OTD: COLIN PASCOE DEBUT
- BY SOBS
- 7 hours ago
- 2 min read

On this day in 1988, Colin Pascoe scored on his debut for Sunderland.
Colin arrived at Roker Park on deadline day 1988, when deadline day was in March, for £70,000. Denis Smith brought the Welsh international from Swansea City, who he’d joined as an apprentice from Afan Nedd schoolboys. He’d already scored 13 times in 34 games for the Swans, who went up into the Third Division (League One in today’s money) via the play-offs, so when we were promoted at the end of the season into the Second Division (the Championship, keep up at the back!) he’d played a big part in two successful campaigns. His debut came at Smith’s old club York City, managed by Bobby “Minging” Saxton (who ended up being Sunderland's assistant manager between 1995 and 2002), when he was a half-time replacement for another debutant, Dougie Maguire. Those 45 minutes were the sum total of Maguire’s Sunderland career. Colin’s 83rd minute goal proved only a consolation, as we lost 2-1, but there were a further three as we stormed to the league title, with Rotherham United, Grimsby Town, York, and Doncaster Rovers going down.

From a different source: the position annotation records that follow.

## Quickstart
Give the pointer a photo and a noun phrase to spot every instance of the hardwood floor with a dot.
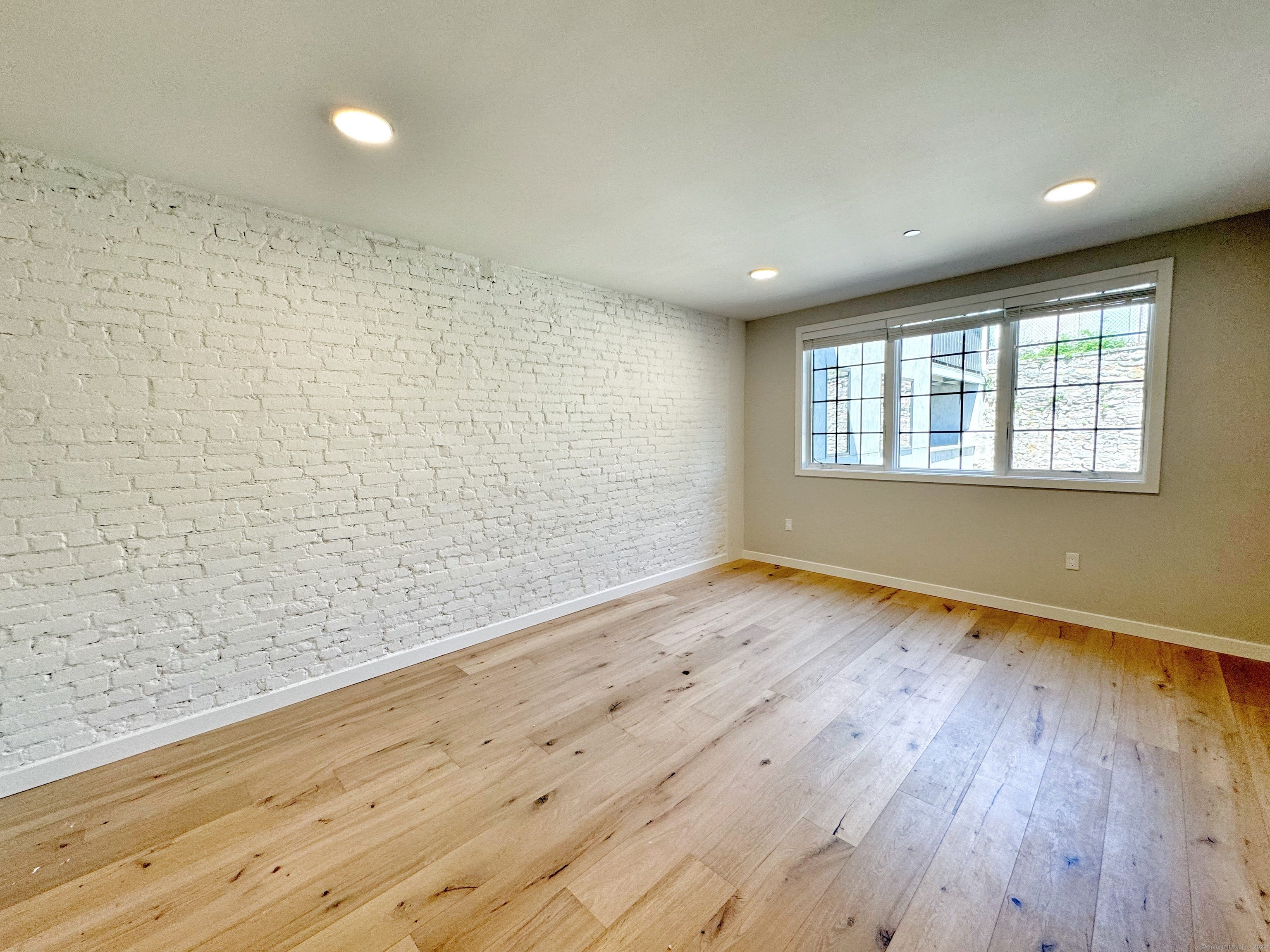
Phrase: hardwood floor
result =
(751, 758)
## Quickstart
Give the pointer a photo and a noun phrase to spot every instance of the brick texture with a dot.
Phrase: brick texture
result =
(243, 448)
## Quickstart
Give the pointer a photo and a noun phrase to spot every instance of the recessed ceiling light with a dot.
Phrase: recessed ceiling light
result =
(1080, 188)
(364, 126)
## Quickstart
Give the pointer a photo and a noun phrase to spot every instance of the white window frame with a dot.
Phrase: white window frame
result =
(1153, 410)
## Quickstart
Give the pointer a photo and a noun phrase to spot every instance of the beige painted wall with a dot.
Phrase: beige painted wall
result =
(1197, 557)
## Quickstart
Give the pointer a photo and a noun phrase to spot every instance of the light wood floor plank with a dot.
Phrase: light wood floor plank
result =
(668, 770)
(957, 903)
(1052, 897)
(1145, 889)
(864, 905)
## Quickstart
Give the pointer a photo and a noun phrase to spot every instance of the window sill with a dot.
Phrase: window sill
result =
(1095, 484)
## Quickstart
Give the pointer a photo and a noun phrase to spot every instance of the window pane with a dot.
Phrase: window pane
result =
(1076, 408)
(846, 404)
(1032, 450)
(948, 400)
(1118, 451)
(1080, 391)
(1121, 405)
(1074, 450)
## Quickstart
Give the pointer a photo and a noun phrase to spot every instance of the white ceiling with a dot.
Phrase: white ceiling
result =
(667, 146)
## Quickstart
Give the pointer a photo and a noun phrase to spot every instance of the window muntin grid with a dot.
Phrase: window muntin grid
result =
(948, 400)
(847, 404)
(1080, 391)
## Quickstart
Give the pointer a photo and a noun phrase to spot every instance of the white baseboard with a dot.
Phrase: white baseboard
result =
(1124, 626)
(87, 758)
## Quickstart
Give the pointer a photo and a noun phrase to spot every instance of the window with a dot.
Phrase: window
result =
(1056, 385)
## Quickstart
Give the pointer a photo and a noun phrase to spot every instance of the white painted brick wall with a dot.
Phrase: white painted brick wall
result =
(243, 448)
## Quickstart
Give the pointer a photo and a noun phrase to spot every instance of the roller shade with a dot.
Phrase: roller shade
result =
(1076, 300)
(907, 327)
(1084, 304)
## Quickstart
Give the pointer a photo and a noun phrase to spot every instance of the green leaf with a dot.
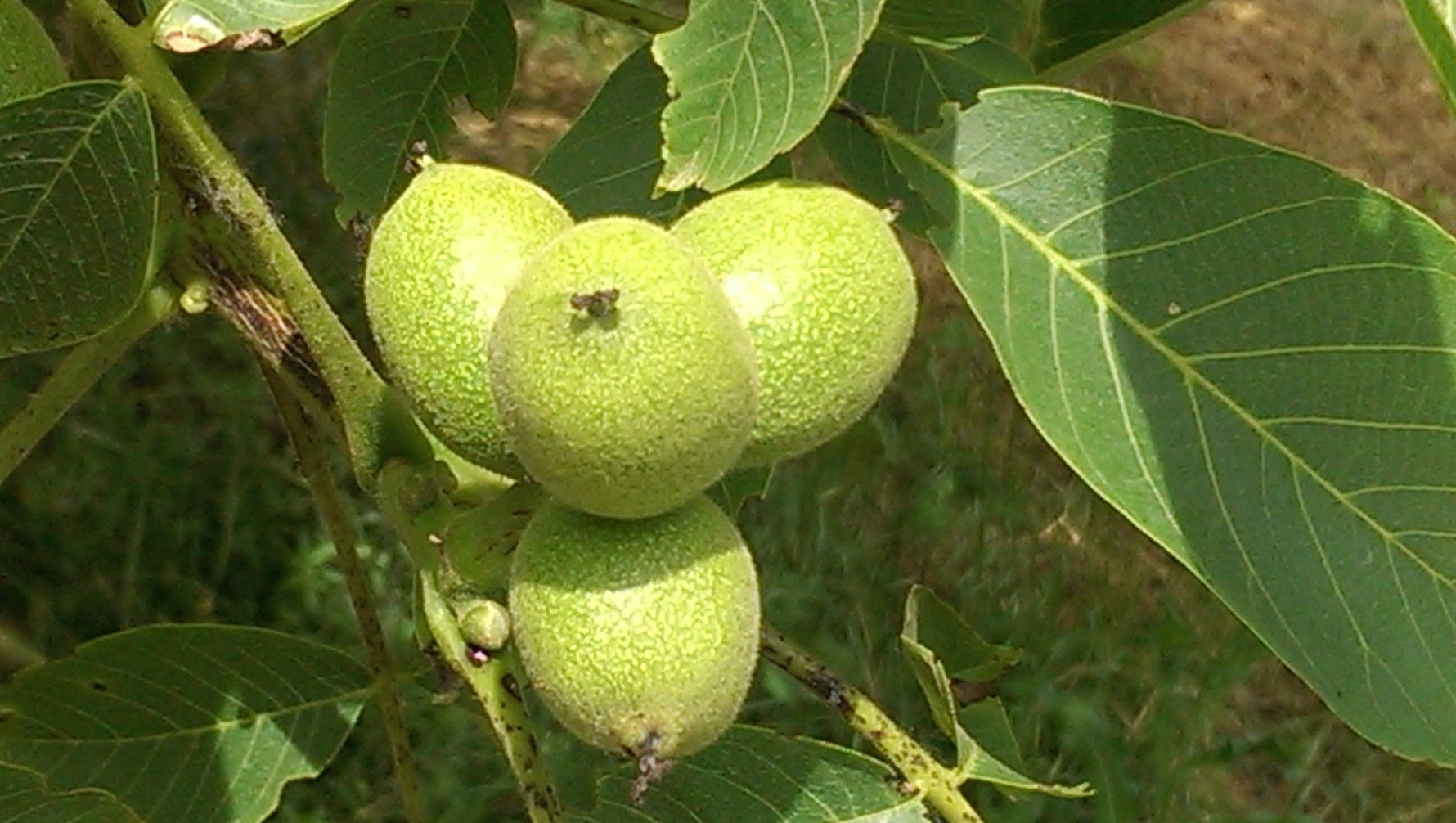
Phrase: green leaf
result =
(750, 79)
(392, 83)
(1250, 356)
(610, 158)
(739, 485)
(24, 798)
(1435, 24)
(932, 24)
(1071, 34)
(29, 63)
(184, 723)
(78, 207)
(939, 645)
(909, 85)
(194, 25)
(754, 776)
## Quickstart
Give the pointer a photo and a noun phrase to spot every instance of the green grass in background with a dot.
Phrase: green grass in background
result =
(169, 496)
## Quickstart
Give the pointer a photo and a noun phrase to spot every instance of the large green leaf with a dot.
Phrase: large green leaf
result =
(25, 798)
(392, 83)
(754, 776)
(1244, 351)
(1073, 33)
(610, 158)
(194, 25)
(1435, 24)
(78, 205)
(750, 79)
(184, 723)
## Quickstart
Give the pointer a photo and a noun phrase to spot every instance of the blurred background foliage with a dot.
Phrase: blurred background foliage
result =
(168, 494)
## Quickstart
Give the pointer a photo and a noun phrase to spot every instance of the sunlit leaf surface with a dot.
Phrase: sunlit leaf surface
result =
(78, 205)
(182, 723)
(750, 79)
(1250, 356)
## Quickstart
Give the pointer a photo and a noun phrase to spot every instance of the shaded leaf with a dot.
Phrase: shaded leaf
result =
(24, 798)
(184, 723)
(754, 776)
(1435, 24)
(1250, 356)
(740, 99)
(28, 59)
(939, 645)
(195, 25)
(909, 85)
(610, 158)
(392, 83)
(78, 207)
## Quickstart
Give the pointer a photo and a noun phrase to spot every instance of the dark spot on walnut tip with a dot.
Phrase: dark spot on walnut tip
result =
(651, 767)
(362, 229)
(597, 304)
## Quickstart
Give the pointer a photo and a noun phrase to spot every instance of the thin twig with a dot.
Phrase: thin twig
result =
(376, 425)
(628, 13)
(313, 462)
(492, 679)
(918, 767)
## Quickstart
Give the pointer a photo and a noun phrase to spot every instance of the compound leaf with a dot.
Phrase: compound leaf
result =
(909, 83)
(78, 207)
(392, 83)
(1248, 354)
(182, 723)
(748, 79)
(754, 776)
(944, 651)
(24, 797)
(610, 158)
(1435, 24)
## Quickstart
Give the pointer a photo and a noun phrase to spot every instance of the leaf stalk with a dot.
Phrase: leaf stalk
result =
(373, 421)
(918, 767)
(313, 464)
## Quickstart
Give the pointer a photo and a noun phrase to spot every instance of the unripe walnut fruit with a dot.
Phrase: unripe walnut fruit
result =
(438, 268)
(623, 378)
(827, 296)
(640, 636)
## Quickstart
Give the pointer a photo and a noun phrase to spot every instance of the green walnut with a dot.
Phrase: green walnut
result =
(440, 264)
(640, 636)
(623, 378)
(28, 59)
(827, 296)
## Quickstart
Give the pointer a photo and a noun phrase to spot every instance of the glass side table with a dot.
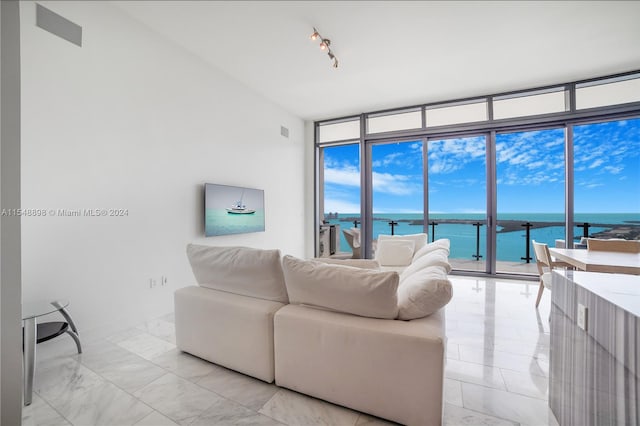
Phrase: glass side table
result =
(34, 333)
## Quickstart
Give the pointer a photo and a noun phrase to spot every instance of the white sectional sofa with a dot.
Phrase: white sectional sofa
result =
(337, 337)
(228, 318)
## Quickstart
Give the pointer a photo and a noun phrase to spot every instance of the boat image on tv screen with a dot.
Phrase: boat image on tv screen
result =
(232, 210)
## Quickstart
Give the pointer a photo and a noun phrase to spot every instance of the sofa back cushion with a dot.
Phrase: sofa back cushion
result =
(423, 293)
(419, 240)
(240, 270)
(394, 252)
(364, 292)
(442, 243)
(437, 257)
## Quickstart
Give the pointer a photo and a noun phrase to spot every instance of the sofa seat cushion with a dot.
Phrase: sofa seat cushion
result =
(395, 252)
(389, 368)
(364, 292)
(423, 292)
(228, 329)
(239, 270)
(356, 263)
(419, 240)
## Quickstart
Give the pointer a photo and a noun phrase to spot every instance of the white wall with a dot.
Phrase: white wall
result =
(131, 121)
(10, 309)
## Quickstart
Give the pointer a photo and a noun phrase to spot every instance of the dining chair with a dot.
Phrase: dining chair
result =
(544, 260)
(353, 239)
(620, 246)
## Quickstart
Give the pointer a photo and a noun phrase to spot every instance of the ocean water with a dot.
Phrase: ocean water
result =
(510, 246)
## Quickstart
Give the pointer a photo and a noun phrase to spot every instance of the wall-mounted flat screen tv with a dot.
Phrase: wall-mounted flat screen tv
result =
(232, 210)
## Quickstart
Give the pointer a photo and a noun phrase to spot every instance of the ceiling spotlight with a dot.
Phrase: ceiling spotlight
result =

He’d played in all four divisions for Swansea and won the Welsh Cup, his first start being at Anfield, so he knew what going up and down was all about before he joined us. Over the next five seasons his clever footwork kept us entertained and he was the first Sunderland player I saw execute a Cruyff turn, at the Fulwell, when he did it on the corner of the box and curled a left-footer into the far corner against Crystal Palace in September ’88. We ended that season in mid-table obscurity, with Colin’s 12 goals in 47 games proving vital in attaining that position. Top two, in the second tier? Manchester City and Chelsea. The following campaign brought another 42 games and we went up via the play-offs and Swindon Town’s dodgy accountancy. He contributed five goals in 28 games in the 1990/91 season as we found life in the top flight pretty tough and finished second bottom, to add a fourth relegation to his CV. There were 23 appearances in 1991/92, but nearly half were from the bench, and at the end of the season he went back to Swansea, initially on loan but signing permanently a year later. In 1994, he was part of the Jacks team that won the Autoglass Trophy at Wembley. Whilst with us, he gained eight of his 11 Wales caps, was our first Wales international since Ray Daniel in 1957 and was a player who was very enjoyable to watch.
After three years at Swansea, he played a single game for Blackpool then moved to Merthyr Tydfil, for a year, before joining Carmarthen Town. When he eventually retired from playing in 1998, with a dodgy ankle precipitating the end, he joined Cardiff City as youth team coach and, seven years, later returned to Swansea. Another seven years behind the scenes followed, he went with manager Brendan Rogers to Liverpool as assistant gaffer. In the summer of 2015 he was relieved of his duties “after an end of season review” and dropped out of top-level football.